Selected herbal remedies on kelp

In the eyes of traditional Chinese medicine, it is salty in flavor and cold and non-toxic in medicinal properties. It involves with meridians of liver, stomach, kidney, and spleen. Vital functions are dissolving phlegm, softening hard mass, and inducing diuresis for removing edema. Kombu uses and indications include scrofula, goiter and tumor, dysphagia, hernia, beriberi, and edema. Recommended dosage is from 5 to 15 grams in decoction, pills, or powder.

1. Kun Bu Wan from Guang Ji Fang (Widely-Used Formulas). This formula is basically used for qi goiter, fullness and tightness in chest and diaphragm, and accrescent throat and neck. Other herbal ingredients are Tong Cao (Rice Paper Pith), Yang Ye (goat thyroid), Hai Ge (sea clam), and gulfweed.

2. Kun Bu Fang from Sheng Ji Zhong Lu (The Complete Record of Holy Benevolence). This prescription combines kombu with old cow’s saliva and Bai He (Lily Bulb) to treat dysphagia syndrome.

3. Kun Bu Huo Fa from Widely-Used Formulas. This recipe is formally made for abdominal distension due to qi stagnation. The other herb is Cong Bai (Spring Onion).

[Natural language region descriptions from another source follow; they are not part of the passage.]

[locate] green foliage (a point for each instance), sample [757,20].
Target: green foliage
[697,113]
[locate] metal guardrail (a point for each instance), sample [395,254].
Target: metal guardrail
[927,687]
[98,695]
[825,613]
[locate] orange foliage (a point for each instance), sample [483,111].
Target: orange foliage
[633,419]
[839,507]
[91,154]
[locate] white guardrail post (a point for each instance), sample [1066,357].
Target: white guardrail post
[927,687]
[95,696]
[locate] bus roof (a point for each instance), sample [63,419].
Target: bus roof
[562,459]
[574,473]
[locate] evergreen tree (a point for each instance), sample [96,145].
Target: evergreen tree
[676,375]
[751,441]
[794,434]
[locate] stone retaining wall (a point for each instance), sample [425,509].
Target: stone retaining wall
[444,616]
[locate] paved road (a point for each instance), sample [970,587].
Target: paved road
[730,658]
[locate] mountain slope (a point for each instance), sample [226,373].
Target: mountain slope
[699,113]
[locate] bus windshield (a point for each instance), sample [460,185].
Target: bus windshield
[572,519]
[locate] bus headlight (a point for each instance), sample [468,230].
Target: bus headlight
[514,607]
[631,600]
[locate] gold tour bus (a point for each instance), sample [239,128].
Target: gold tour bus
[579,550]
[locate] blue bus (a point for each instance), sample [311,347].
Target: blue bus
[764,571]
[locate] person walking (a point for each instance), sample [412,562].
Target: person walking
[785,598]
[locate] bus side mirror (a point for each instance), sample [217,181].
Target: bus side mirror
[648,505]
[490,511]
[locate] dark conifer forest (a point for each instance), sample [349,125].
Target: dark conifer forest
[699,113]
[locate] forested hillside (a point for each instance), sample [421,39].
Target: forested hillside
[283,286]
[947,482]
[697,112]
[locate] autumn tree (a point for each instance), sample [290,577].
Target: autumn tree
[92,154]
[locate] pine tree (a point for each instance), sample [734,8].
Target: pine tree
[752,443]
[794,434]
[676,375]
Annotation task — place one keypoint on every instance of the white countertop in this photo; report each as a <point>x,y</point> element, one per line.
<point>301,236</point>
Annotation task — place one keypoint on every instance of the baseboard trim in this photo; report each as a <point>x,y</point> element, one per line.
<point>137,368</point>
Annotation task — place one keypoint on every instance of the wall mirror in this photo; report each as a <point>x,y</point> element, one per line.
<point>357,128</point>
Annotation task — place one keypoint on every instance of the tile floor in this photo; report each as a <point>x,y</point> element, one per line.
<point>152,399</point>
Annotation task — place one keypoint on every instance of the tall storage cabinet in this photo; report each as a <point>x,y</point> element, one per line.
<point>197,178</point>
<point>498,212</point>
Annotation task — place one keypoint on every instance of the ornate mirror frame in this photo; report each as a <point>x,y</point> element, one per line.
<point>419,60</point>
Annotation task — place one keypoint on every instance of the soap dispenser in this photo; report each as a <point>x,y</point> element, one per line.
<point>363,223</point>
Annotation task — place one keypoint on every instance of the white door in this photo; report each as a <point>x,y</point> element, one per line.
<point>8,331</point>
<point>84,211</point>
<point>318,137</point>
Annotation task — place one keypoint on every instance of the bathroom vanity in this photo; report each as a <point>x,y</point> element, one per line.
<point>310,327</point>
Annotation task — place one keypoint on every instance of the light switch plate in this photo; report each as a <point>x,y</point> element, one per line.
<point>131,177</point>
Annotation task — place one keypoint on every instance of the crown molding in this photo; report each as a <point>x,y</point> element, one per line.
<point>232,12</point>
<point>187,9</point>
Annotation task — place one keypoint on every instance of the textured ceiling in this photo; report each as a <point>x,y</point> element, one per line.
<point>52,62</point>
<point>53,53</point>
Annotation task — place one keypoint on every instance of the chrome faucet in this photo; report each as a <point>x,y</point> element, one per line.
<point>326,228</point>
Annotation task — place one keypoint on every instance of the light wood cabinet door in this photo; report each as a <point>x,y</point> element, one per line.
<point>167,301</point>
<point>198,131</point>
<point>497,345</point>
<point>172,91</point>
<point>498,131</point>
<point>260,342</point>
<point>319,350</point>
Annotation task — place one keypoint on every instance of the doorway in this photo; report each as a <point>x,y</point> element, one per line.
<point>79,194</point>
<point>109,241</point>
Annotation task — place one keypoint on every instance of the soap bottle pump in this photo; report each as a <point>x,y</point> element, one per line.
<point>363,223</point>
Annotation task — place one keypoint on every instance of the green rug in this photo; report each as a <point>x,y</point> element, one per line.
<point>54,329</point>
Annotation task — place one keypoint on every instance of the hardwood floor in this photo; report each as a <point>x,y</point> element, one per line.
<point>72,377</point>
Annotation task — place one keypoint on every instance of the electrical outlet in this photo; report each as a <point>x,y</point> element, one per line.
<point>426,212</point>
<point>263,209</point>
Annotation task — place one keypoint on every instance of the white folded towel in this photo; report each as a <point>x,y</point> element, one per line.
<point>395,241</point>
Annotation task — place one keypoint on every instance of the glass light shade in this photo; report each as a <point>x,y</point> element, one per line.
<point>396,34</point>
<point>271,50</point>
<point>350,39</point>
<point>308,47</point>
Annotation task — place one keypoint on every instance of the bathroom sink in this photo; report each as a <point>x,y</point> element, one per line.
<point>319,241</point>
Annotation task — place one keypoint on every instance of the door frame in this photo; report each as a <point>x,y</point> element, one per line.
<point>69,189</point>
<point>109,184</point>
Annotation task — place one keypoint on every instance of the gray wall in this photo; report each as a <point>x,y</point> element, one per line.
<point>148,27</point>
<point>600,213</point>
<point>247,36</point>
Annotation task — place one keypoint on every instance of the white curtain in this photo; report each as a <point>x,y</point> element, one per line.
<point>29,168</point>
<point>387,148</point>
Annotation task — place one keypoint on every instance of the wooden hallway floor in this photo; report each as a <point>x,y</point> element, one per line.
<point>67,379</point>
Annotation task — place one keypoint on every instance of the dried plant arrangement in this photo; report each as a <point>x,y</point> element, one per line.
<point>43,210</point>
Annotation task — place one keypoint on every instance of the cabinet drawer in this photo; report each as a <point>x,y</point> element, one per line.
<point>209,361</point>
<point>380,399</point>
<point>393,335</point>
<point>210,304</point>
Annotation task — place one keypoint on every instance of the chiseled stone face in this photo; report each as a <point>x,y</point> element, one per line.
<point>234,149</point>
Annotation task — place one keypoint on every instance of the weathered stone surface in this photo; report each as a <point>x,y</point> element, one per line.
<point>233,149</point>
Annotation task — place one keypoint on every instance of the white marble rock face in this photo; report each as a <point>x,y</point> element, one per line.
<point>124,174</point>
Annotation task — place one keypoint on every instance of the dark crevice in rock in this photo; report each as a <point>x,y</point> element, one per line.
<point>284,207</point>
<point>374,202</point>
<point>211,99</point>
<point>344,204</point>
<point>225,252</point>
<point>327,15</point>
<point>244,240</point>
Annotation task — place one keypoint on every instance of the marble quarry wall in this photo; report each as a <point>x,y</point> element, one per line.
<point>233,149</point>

Kombu side effects and contraindications

Because Kombu is of cold nature, it shouldn’t be used by those with deficiency-cold in spleen-stomach accompanied with accumulated dampness. According to the animal experiments, polysaccharide extracted from kelp (1000mg/kg) was given to mice but no toxicity was found; and the intraperitoneal injection in the mice showed that the median lethal dose was 158.5 ± 67.0mg/kg. In addition, the intravenous infusion of polysaccharide sulfate showed no adverse reactions in most cases. But a few of them ( 23 out of 758 cases) were reported with sore arms and legs, joint swelling, tongue numbness, or reusable deafness in individuals. But the situation is rather mild and the patients will self heal quickly after stopping the medication. And usually no side effects will occur if the dose and infusion rate are under strict control. Be that as it may, due to kelp may lead to jeopardously high iodine and potassium levels it shouldn’t be used in the following cases – hyperthyroidism, kidney problems, breast-feeding and pregnancy.

3 thoughts on “Kombu (Kun Bu)

    1. admin Post author

      If kombu is used alone, 6 to 9 grams are recommended; if kombu is combined with other herbs, one tenth of the dosage in the decoction is highly recommended. And in regular herbal remedies 9 grams are the usual dose in powder form. For your reference only.